How many innocents would have been spared had they not expanded the definition of what is considered a “Hamas affiliate” so that the AI system can choose as targets those individuals, and their families, who have no insurgent resistance history, yet because of a social media link or text message to a friend of a friend, become fair game for the target acquisition systems. Those systems are tasked with finding targets, and that they will, with increasing indifference on the part of the soldier who finally pulls the trigger but also with a broader definition of what constitutes a target as the machine is fed information created by it and other related systems. This is a phenomenon of AI hallucinations, in which the systems/models produce results they have learned on incomplete or biased data.
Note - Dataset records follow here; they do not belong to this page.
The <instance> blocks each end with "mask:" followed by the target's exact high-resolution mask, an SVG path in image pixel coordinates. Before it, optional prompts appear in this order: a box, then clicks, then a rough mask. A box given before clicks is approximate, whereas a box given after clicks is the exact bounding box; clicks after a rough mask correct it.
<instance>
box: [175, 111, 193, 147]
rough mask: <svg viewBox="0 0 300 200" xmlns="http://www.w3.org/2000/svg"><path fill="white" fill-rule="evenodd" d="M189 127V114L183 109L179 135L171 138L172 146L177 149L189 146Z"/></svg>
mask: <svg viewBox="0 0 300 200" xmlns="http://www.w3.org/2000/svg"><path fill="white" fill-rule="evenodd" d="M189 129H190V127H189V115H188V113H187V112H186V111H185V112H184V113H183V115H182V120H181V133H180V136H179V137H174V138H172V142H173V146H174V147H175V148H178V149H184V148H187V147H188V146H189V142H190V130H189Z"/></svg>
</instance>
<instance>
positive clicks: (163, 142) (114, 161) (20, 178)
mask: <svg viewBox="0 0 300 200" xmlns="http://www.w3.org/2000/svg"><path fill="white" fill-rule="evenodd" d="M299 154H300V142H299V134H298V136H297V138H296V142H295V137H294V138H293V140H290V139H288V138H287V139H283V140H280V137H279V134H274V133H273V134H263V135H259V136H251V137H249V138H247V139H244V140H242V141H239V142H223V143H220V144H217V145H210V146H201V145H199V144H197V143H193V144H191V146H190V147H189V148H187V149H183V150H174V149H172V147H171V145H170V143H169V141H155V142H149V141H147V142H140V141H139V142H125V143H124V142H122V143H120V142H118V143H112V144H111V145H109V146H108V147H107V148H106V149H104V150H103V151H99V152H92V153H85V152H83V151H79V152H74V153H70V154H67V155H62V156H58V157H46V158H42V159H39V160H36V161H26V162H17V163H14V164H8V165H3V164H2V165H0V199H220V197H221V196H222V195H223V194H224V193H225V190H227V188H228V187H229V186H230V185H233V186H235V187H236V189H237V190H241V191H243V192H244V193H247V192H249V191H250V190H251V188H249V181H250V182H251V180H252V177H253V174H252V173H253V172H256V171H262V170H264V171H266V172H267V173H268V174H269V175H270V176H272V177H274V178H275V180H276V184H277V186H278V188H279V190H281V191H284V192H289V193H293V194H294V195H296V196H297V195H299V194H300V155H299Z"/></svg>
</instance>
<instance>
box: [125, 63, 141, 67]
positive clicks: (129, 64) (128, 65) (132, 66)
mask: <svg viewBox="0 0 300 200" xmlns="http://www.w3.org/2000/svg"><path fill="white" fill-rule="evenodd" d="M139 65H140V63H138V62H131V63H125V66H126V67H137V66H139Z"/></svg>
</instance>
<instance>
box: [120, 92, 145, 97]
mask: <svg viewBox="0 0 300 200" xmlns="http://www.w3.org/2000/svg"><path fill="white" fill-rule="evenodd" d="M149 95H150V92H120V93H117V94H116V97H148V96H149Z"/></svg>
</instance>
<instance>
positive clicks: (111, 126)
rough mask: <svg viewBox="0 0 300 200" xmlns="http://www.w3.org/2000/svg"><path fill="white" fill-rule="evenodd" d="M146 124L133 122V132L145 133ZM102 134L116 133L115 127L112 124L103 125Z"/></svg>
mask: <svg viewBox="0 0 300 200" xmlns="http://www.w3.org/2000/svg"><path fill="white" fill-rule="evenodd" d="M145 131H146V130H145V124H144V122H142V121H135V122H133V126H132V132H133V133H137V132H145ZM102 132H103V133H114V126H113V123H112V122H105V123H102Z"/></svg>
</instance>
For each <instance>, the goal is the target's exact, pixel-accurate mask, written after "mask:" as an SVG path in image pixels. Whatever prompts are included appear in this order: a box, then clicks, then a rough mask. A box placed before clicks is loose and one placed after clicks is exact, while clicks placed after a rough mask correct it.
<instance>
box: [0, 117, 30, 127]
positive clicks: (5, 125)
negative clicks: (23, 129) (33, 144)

The Israeli defense minister, Yoav Gallant, called Palestinians human animals and members of the Knesset have said that even the children are enemies because they’ll just grow up to be terrorists. It’s a pre-crime adjudication made within the dynamic of anti-Arabism, not on direct evidence or an analysis of behavior that could be interpreted as criminal in intent. It’s based merely on ethnicity, something the US and other western nations have worked for decades to overcome but is somehow not applicable within the imaginary borders of greater Israel.
What Next
In 2023, Stephanie Savell published “How Death Outlives War” for Brown University. She wrote about the “reverberating effects of war,” such as disease. Ten years after the war, the blitz visited upon the Palestinian people will continue to take its toll on their capacity to flourish. Reports such as those published by the Lancet are vital to understanding the conflict and, we can only hope, punishing the perpetrators of crimes against humanity. Unfortunately, as Stephanie Savell said, “Ultimately, the impacts of the ongoing violence are so vast and complex that they are unquantifiable.”
Medical examiners determine the cause and manner of death. The cause is the instrument or result that directly caused a person to die. The manner is based on the proximate cause. It can be accidental, suicide, natural or homicide. In the end will it really matter if the numbers of dead or the exact causes of death are off by a few hundred, one way or another? No. But what will hover over Israel like a poison cloud for decades to come, tainting their future conduct, is the manner of death wrought on the innocents of Palestine - the homicidal, genocidal desire to destroy a people and take their land.